In the session titled ‘Financing Option and Valuation of the Entertainment Industry’ at FICCI FRAMES, Blackstone Advisors India chairman and managing director Akhil Gupta said that the media and entertainment industry has been very buoyant recently and has managed to attract equity financing.
Ernst & Young traction advisory services associate director Mukesh Jain said, “Major media groups are expanding beyond their core areas in terms of segments and geographies. Companies are now keenly eyeing or already investing in digital and new media space. On the movies’ front, people are now moving away from family run businesses to the institutional space.”
The film production arena has seen a re-emergence of the studio system, dependence on box office has become decreased with additional revenue streams like overseas, home video, digital rights coming in the picture. “Moreover, corporateization has led to film space getting an industry status,” added Jain.
As far as the film distribution segment is concerned, with the coming in of digital cinema, movies are now ensured a wider release. Additionally multiplexes have also started penetrating the Tier II towns and the windows of revenues are also multiplying with theatrical, home video, satellite TV etc coming in the picture, said Jain.
The various equity financing options available for companies in the media and entertainment sector are: private equity, domestic listing and global listing.

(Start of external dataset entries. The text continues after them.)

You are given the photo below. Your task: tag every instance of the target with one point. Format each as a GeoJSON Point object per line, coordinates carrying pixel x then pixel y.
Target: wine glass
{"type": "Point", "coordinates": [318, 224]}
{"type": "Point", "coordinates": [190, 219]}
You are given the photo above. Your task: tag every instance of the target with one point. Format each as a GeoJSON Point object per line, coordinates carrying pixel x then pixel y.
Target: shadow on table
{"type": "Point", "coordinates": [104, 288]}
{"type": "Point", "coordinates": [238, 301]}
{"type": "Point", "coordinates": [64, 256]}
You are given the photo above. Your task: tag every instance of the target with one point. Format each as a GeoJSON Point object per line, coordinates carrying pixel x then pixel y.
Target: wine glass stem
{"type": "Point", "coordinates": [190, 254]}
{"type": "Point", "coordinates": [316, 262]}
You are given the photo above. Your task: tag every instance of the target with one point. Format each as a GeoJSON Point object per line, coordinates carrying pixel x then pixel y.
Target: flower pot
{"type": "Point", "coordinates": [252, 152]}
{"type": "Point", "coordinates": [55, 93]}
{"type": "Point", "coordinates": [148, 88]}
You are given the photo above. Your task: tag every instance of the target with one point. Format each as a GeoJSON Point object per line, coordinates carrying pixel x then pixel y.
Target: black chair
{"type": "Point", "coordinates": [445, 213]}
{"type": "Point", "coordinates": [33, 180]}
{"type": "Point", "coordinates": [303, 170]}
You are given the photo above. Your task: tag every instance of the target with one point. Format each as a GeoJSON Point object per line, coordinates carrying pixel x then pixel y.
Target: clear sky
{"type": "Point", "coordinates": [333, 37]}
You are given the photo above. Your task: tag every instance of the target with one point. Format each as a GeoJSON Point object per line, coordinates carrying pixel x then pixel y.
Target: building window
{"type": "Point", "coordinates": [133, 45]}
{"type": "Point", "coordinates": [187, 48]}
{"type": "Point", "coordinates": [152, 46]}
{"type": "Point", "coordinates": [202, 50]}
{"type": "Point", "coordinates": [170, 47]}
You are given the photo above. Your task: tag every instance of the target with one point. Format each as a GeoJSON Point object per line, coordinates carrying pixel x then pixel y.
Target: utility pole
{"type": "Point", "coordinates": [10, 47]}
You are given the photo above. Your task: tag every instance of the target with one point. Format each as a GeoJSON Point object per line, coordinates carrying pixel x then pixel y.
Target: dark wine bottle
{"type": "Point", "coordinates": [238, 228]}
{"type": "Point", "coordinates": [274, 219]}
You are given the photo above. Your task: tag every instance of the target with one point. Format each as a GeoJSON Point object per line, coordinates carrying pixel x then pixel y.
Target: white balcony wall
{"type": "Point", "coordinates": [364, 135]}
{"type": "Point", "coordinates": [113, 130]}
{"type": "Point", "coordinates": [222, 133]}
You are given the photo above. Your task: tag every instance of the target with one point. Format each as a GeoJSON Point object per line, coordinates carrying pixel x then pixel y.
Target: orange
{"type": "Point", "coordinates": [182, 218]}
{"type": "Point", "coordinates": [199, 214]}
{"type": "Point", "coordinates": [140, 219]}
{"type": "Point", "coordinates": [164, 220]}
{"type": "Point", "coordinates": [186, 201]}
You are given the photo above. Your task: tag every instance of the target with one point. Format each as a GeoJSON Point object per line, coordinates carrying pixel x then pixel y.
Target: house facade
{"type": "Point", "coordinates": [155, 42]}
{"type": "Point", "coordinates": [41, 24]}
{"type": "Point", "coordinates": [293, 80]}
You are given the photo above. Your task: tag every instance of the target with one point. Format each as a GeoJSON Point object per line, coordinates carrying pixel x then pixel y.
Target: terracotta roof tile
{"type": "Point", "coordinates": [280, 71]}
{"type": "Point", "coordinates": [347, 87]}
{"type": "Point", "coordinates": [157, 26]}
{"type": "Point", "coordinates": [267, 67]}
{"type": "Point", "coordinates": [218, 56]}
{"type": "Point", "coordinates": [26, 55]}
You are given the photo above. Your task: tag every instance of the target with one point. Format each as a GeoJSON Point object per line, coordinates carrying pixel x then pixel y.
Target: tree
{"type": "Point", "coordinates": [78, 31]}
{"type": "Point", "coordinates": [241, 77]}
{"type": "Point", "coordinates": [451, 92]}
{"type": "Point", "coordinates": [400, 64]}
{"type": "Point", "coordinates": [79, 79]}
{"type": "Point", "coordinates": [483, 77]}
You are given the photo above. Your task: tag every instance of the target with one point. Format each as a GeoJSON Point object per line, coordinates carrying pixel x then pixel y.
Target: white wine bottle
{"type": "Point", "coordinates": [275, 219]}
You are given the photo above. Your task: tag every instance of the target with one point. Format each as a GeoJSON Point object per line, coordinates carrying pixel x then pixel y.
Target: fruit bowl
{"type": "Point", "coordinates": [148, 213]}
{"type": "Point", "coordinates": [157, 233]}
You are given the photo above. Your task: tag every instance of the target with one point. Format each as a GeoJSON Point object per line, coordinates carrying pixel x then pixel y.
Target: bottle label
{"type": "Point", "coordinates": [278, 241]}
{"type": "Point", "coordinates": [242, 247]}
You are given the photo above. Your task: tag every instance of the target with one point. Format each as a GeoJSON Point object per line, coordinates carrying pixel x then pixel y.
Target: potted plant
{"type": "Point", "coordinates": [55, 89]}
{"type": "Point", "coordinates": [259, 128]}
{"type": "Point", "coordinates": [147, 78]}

Companies like UTV and NDTV have been planning overseas listings.
However, drawbacks that one faces in financing film production is that it is fragmented, governed by ‘hits and misses’ and is largely dependent on star power. On the other hand, the film exhibition business has a dearth of quality content, is marred by piracy and has high taxation. “This is not something that goes down well with private equity investors. They are looking for consistent and stable growth and that is where the media and entertainment sector needs to buck up,” added Jain.

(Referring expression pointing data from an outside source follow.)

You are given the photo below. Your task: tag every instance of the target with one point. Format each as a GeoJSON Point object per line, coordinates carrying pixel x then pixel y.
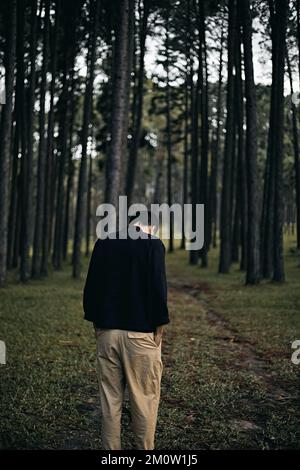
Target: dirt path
{"type": "Point", "coordinates": [193, 322]}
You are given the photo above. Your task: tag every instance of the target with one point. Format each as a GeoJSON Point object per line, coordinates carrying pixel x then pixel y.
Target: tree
{"type": "Point", "coordinates": [88, 100]}
{"type": "Point", "coordinates": [39, 216]}
{"type": "Point", "coordinates": [226, 208]}
{"type": "Point", "coordinates": [253, 242]}
{"type": "Point", "coordinates": [6, 127]}
{"type": "Point", "coordinates": [144, 8]}
{"type": "Point", "coordinates": [120, 90]}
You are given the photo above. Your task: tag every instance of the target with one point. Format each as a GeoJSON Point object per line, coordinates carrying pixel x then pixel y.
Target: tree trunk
{"type": "Point", "coordinates": [50, 176]}
{"type": "Point", "coordinates": [6, 128]}
{"type": "Point", "coordinates": [226, 209]}
{"type": "Point", "coordinates": [88, 100]}
{"type": "Point", "coordinates": [39, 217]}
{"type": "Point", "coordinates": [120, 91]}
{"type": "Point", "coordinates": [27, 173]}
{"type": "Point", "coordinates": [138, 111]}
{"type": "Point", "coordinates": [203, 190]}
{"type": "Point", "coordinates": [215, 150]}
{"type": "Point", "coordinates": [169, 139]}
{"type": "Point", "coordinates": [296, 149]}
{"type": "Point", "coordinates": [278, 43]}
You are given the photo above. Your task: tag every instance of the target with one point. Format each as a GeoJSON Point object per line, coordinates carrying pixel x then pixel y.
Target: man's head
{"type": "Point", "coordinates": [147, 221]}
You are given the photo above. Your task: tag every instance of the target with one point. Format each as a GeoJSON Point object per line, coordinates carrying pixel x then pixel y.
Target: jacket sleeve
{"type": "Point", "coordinates": [159, 284]}
{"type": "Point", "coordinates": [91, 286]}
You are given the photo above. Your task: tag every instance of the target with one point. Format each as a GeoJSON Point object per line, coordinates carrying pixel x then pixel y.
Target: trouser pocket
{"type": "Point", "coordinates": [142, 340]}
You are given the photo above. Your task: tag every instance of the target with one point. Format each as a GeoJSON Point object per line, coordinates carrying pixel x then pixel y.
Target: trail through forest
{"type": "Point", "coordinates": [198, 331]}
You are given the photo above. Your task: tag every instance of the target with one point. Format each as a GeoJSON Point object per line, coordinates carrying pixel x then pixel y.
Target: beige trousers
{"type": "Point", "coordinates": [133, 359]}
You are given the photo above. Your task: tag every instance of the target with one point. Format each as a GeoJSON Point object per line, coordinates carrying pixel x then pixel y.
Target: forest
{"type": "Point", "coordinates": [184, 101]}
{"type": "Point", "coordinates": [91, 114]}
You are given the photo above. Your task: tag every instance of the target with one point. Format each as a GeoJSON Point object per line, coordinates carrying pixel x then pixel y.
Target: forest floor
{"type": "Point", "coordinates": [228, 379]}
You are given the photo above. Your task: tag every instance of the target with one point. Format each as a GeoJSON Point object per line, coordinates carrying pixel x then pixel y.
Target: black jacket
{"type": "Point", "coordinates": [126, 285]}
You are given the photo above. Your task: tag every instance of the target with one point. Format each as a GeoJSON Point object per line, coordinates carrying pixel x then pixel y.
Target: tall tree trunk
{"type": "Point", "coordinates": [253, 242]}
{"type": "Point", "coordinates": [47, 226]}
{"type": "Point", "coordinates": [195, 105]}
{"type": "Point", "coordinates": [21, 146]}
{"type": "Point", "coordinates": [226, 209]}
{"type": "Point", "coordinates": [27, 173]}
{"type": "Point", "coordinates": [185, 162]}
{"type": "Point", "coordinates": [278, 23]}
{"type": "Point", "coordinates": [187, 120]}
{"type": "Point", "coordinates": [169, 139]}
{"type": "Point", "coordinates": [296, 149]}
{"type": "Point", "coordinates": [120, 90]}
{"type": "Point", "coordinates": [241, 184]}
{"type": "Point", "coordinates": [88, 100]}
{"type": "Point", "coordinates": [139, 98]}
{"type": "Point", "coordinates": [71, 174]}
{"type": "Point", "coordinates": [89, 208]}
{"type": "Point", "coordinates": [39, 217]}
{"type": "Point", "coordinates": [12, 218]}
{"type": "Point", "coordinates": [215, 150]}
{"type": "Point", "coordinates": [6, 129]}
{"type": "Point", "coordinates": [203, 189]}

Ambit Corporate Finance partner and CEO Ashok Wadhwa said, “The India story has re-emerged. We need to learn from the mistakes we made in 2000 – 2001. If an investor does not see an opportunity to get returns on his investment, then he will never be interested. There is no dearth of money here today and the marriage of creative talent and those who fund this creative talent is very essential.”
Speaking on film financing, Wadhwa said that significant amount of money will be invested here since the industry is formalised and hence attractive. “Business houses will invest and so will funds – domestically or globally… there is tremendous scope. At least $ 100 – 200 million will be raised by media and entertainment companies before the second quarter ends,” he informed.
However, Wadhwa warned that media and entertainment companies should tap the market at the right time and not too early in the day.
Bank of Montreal USA communications and technology group director media Neetu Bhatia said that companies like Time Warner are keen to have a presence in India. “Investors are looking at Indian media assets. Consumer demand for filmed entertainment is going to outpace the general economy. The consumer is becoming increasingly fickle. The key lies in how to push the content to the consumer rather than having the consumer pull content.”